Here’s another very easy ‘dry’ type curry dish that’s a favorite in our house, though it’s not Japanese. Kedgeree is a very British dish, that doesn’t seem to be well known outside of the U.K. It was originally created by the British colonists in India, who took the spices and grain of the land they were in with the smoked haddock from their homeland. It used to be served for breakfast, but nowadays it’s a supper dish.
This version of kedgeree uses quinoa as the grain (technically it’s a seed but it’s used as a grain in cooking, so that’s what I’ll call it). Quinoa has a unique bubbly texture and a neutral flavor that takes on any flavors added to it. It’s also very filling, which makes it rather ideal when you’re trying to watch the intake. It’s very easy to cook, and never seems to go too watery and so on. I’m just a recent convert to quinoa, but I love it already and have it at least a couple of times a month.
I’ve used cod as the fish here but you can use any fish you like, even canned tuna or salmon. It doesn’t taste ‘fishy’ in any way - the lemon and the curry take care of that. The key to making this kedgeree taste fresh and bright is to add tons of parsley (instead of the traditional coriander) and lemon juice. It turns into something that’s like a warm, spicy dinner salad. To keep the whole healthy thing going I’ve used olive oil instead of butter.

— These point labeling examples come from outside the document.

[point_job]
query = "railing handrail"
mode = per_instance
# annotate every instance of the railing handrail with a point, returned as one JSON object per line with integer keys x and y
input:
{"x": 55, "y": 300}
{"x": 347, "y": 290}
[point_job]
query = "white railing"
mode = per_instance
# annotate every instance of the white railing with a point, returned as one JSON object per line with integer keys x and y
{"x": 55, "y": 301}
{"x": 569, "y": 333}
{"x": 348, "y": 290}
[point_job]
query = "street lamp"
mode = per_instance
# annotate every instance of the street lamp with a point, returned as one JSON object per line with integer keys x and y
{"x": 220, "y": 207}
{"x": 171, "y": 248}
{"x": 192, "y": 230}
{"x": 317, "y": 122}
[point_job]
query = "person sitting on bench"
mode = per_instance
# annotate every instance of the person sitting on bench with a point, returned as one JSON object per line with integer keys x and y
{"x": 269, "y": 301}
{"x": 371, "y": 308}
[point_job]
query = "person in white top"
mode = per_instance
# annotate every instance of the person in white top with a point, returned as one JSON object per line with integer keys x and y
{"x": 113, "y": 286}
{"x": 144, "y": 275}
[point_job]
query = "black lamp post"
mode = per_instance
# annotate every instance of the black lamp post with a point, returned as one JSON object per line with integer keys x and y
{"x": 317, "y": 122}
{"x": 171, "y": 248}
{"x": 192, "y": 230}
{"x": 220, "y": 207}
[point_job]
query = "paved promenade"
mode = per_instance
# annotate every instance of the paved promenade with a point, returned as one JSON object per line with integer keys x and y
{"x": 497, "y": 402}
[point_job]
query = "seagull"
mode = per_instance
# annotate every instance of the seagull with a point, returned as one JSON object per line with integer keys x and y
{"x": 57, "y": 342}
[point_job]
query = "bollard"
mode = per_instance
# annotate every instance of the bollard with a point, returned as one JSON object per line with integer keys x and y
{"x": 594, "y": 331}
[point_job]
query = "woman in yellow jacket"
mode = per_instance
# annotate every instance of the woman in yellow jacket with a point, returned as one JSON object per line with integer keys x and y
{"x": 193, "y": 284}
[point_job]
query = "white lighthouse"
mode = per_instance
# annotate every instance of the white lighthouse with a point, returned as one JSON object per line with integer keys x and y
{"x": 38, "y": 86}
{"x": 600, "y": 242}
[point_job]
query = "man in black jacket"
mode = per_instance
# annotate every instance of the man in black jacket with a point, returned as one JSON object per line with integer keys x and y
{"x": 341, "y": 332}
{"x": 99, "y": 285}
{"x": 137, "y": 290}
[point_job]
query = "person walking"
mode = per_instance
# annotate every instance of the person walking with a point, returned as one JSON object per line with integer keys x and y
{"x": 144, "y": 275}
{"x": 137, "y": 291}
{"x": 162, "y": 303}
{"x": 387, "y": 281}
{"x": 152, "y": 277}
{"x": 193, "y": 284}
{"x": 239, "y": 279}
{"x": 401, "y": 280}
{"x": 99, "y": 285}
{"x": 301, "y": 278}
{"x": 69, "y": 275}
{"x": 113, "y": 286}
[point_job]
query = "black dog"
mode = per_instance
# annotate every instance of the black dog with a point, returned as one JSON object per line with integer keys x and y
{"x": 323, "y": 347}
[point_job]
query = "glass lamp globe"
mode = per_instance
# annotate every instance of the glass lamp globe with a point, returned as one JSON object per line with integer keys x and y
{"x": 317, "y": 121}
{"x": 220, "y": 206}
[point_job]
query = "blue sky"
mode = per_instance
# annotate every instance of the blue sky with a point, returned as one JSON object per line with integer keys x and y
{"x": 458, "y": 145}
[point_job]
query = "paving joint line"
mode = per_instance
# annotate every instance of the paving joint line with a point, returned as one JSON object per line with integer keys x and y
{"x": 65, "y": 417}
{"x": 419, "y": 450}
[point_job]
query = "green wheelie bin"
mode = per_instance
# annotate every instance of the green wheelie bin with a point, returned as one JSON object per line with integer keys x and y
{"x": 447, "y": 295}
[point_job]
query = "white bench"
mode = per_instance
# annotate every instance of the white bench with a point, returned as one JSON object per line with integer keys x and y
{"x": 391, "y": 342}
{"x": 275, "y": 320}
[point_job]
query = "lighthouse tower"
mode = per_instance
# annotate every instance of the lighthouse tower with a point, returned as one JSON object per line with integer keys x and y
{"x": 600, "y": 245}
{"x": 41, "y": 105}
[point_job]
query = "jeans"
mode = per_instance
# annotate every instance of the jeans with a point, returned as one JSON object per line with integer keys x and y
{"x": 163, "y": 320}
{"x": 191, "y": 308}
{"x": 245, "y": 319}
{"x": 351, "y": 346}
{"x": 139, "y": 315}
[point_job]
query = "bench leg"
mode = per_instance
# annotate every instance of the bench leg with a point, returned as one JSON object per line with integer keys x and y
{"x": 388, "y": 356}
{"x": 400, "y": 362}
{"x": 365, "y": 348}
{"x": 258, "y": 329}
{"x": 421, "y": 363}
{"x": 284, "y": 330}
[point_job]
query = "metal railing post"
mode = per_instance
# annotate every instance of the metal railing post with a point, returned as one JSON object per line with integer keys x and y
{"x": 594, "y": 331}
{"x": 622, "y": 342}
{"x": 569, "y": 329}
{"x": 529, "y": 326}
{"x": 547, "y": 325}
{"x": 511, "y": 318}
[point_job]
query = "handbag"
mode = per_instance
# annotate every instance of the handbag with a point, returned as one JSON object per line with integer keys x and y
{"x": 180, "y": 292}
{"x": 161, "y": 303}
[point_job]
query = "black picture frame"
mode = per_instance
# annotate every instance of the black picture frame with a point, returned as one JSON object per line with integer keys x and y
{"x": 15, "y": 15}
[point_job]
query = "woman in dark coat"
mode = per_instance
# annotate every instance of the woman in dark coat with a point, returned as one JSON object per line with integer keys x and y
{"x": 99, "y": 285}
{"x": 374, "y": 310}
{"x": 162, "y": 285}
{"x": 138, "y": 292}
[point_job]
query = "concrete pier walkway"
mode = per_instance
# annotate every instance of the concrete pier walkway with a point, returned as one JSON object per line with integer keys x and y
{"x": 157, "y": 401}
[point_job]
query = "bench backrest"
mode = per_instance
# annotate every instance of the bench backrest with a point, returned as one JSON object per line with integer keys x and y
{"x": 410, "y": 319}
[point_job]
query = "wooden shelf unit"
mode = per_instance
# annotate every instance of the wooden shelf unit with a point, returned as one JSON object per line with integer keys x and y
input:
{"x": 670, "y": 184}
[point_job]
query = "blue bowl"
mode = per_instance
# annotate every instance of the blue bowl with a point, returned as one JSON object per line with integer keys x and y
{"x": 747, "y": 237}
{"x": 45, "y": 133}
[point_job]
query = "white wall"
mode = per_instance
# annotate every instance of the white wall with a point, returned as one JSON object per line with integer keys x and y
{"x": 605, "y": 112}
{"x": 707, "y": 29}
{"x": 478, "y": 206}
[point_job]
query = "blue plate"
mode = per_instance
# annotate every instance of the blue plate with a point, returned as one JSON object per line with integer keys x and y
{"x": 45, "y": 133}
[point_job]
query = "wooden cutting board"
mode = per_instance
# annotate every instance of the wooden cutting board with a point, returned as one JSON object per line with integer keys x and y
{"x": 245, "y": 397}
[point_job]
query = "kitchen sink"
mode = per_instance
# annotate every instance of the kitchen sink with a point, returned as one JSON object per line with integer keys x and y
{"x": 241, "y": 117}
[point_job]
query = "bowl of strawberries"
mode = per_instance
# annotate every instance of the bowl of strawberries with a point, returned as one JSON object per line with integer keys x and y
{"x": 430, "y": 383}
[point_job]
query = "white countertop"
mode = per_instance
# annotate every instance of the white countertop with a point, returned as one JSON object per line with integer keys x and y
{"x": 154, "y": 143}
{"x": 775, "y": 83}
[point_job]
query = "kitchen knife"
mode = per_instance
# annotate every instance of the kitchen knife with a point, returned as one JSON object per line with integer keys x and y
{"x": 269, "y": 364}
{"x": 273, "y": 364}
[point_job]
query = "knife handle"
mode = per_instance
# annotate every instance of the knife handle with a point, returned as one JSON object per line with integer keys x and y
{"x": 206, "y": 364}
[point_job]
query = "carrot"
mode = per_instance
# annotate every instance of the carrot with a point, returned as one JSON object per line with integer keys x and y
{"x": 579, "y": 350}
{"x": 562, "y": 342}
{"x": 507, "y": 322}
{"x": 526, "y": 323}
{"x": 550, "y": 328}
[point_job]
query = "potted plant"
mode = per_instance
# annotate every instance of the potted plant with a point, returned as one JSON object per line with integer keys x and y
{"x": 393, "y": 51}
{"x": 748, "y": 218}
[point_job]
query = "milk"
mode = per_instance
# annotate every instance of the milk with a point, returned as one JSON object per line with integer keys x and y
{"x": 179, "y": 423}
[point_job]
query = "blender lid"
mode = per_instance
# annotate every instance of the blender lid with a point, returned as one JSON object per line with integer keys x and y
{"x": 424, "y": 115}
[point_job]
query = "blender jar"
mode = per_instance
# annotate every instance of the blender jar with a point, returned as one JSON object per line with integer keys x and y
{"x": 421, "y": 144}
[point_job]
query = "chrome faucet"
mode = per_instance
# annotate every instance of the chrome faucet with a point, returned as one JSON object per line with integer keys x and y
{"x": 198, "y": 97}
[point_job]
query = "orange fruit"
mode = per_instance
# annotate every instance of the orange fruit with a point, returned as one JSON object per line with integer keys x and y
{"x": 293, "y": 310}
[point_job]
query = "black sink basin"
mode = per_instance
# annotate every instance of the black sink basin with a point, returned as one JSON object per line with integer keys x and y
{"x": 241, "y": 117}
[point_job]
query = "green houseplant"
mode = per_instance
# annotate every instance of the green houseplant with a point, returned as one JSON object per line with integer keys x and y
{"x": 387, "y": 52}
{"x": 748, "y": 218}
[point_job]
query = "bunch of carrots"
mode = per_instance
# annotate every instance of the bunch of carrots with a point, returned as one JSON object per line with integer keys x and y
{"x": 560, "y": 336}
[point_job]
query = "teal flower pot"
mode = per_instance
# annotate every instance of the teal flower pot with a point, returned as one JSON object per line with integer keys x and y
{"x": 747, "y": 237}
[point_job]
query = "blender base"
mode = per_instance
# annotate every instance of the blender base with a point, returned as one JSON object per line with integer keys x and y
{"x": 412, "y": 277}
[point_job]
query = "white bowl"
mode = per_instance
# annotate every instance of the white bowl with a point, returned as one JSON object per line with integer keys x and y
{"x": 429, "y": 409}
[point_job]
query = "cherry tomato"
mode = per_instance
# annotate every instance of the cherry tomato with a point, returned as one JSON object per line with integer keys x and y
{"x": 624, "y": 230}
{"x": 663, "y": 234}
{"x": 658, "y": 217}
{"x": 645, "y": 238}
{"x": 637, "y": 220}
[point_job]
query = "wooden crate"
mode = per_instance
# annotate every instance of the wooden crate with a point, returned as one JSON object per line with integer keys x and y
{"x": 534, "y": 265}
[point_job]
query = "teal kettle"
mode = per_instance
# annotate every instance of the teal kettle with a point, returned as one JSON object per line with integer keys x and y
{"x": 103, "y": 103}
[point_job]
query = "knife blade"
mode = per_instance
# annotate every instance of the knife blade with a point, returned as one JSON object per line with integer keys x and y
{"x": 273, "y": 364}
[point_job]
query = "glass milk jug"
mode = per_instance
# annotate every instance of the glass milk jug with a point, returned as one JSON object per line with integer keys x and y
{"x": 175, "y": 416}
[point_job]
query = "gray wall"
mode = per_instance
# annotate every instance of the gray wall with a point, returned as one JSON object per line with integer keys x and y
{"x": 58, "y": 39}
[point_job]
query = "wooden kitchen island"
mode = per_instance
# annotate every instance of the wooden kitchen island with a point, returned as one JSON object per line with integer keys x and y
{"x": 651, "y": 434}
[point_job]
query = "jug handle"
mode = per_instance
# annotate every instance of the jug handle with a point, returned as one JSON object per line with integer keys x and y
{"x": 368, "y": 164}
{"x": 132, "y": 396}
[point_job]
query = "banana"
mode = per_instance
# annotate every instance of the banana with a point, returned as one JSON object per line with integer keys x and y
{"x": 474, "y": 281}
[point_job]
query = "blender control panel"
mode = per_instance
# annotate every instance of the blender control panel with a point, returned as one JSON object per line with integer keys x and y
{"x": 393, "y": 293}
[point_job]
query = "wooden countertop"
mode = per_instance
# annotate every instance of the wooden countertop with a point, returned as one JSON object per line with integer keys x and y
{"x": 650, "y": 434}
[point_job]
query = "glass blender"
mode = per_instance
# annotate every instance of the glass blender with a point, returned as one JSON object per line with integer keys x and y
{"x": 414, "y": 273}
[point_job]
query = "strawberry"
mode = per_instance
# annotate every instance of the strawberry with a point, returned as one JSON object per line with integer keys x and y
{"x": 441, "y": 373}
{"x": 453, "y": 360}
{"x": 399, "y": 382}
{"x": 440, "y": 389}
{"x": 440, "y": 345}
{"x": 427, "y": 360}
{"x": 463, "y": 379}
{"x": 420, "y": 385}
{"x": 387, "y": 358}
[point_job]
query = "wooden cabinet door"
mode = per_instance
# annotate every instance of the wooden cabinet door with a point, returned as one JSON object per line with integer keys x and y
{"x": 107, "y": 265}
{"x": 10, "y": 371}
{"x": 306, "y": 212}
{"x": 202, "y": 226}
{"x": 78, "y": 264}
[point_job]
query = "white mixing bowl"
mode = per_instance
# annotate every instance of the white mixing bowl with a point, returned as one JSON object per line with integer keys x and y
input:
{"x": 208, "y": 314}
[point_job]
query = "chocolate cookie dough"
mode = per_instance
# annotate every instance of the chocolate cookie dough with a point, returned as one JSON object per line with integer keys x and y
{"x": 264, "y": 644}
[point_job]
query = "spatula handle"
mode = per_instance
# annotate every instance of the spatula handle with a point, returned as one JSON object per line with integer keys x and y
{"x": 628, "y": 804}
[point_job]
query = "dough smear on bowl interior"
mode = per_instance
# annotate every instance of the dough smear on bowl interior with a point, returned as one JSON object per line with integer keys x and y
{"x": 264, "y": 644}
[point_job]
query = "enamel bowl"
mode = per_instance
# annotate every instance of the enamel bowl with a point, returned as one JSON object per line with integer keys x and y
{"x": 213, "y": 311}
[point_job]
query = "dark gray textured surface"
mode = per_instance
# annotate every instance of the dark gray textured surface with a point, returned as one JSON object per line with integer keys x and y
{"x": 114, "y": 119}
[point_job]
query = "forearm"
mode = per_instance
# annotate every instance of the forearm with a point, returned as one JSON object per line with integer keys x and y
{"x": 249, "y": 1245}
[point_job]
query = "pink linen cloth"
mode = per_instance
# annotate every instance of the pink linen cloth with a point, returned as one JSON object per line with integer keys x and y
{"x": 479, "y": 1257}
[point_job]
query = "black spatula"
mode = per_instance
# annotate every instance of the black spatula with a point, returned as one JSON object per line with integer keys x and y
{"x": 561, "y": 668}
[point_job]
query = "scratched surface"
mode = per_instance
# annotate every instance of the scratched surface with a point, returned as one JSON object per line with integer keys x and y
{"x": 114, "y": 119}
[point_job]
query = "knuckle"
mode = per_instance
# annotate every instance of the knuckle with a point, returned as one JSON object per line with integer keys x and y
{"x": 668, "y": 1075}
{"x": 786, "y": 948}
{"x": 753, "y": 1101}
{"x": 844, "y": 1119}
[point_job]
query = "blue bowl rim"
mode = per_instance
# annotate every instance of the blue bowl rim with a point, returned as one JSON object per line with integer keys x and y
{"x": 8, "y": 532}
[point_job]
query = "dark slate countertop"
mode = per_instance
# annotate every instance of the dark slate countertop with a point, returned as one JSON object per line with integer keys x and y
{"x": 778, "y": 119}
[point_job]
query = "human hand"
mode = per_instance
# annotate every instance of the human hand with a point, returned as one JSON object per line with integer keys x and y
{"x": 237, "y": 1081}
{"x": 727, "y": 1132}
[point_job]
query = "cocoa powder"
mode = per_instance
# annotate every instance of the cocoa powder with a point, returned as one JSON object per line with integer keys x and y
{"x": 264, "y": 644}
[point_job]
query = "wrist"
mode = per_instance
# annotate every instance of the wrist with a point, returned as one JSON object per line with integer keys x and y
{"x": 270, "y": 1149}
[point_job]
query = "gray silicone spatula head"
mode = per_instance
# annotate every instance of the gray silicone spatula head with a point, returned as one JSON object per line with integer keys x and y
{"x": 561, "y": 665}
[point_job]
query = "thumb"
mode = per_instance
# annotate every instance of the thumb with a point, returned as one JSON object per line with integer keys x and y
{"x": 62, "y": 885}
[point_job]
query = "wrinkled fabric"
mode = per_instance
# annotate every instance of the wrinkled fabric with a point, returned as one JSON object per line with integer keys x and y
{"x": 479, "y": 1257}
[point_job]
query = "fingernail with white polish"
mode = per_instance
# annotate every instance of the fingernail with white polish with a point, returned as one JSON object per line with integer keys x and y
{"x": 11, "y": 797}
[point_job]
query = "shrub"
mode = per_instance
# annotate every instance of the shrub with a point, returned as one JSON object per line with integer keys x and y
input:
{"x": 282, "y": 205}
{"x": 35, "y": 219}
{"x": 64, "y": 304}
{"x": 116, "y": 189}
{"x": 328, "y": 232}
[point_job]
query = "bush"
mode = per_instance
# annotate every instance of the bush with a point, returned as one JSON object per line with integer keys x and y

Any leftovers store nicely in the fridge, and like the previous dry curry makes a great obento lunch too. It tastes fine cooled or at room temperature.
Note: this makes quite a lot, since I like to plan on purpose for leftovers to eat during the week.
- 200-300g / 8 - 10 oz fresh or canned fish (see notes)
- 1/2 lemon
- 1 bay leaf
- Water to cover
- 250g / about 9 oz quinoa (note for American measurement fans: 1 cup of quinoa contains about 170g)
- 1.2 l / 5 cups water, OR the fish poaching liquid plus added water to come up to that amount
- 1 vegetable stock cube (I prefer Knorr)
- 1 medium onion
- 1 small piece fresh ginger
- 1 garlic clove
- 1 Tbs. olive oil
- 2 Tbs. garam masala
Putting it together:
- 2 Tbs curry powder
- Salt and pepper
- Juice of 2 lemons
- 3 cups chopped fresh parsley
- 2-4 hard-boiled eggs
First poach the fish. Put the piece of fish into water to cover, add the half lemon and bay leaf, and bring up to a boil. Simmer very gently until cooked, about 10 minutes. Take the fish out, and debone, deskin and flake it. If you’re using canned fish, skip this step.
Finely chop the onion, ginger and garlic.
In a heavy bottomed pan, heat the olive oil and sauté the onion until limp. Add the ginger and garlic and sauté a bit more. Add the garam masala and stir.
Add the the water and stock cube (alternatively, use the strained fish poaching liquid plus water and stock cube, OR the drained liquid from the canned fish plus water and stock cube. The total liquid amount should come up to1.2 liters or 5 cups). Bring up to a boil, then add the quinoa. Lower the heat and let simmer for about 20 minutes, until the quinoa is tender and the liquid is gone. If there’s any excess liquid, drain it off, but the grains should be a bit moist.
Cook the eggs in the meantime if you’re using them.
In a small frying pan, dry-roast the curry until it’s fragrant. Stir into the quinoa. Add the flaked fish, lemon juice, and salt and pepper to taste. Add the chopped parsley, reserving a little bit for the top. (The parsley will soften just a bit due to the heat of the quinoa.)
Serve either hot or at room temperature with wedges of egg and the reserved parsley on top.
- The traditional fish used is smoked haddock. Any firm fresh fish works here - I’ve used cod, salmon, even salt cod. And for a quick and easy everyday dinner, canned tuna or salmon is fine.
- I like this with quite a lot of lemon, so I serve it with lemon wedges.
- If you want the flavor of coriander in there, substitute some of the parsley for coriander.
- You can of course make it spicier by adding more curry powder.
- Here is how to make perfect hard-boiled eggs: Put the eggs in cold water to cover in a pan. Bring up to the boil, rolling the egg around if you want the yolk to be in the center. As soon as it reaches boil, put a lid on and set the timer for 12 minutes. Dunk the eggs in cold water, crack all over and peel. With this way you will never get those nasty blue rims on the yolks. (Via a tip in Julia Child’s The Way To Cook, my favorite all time cookbook.)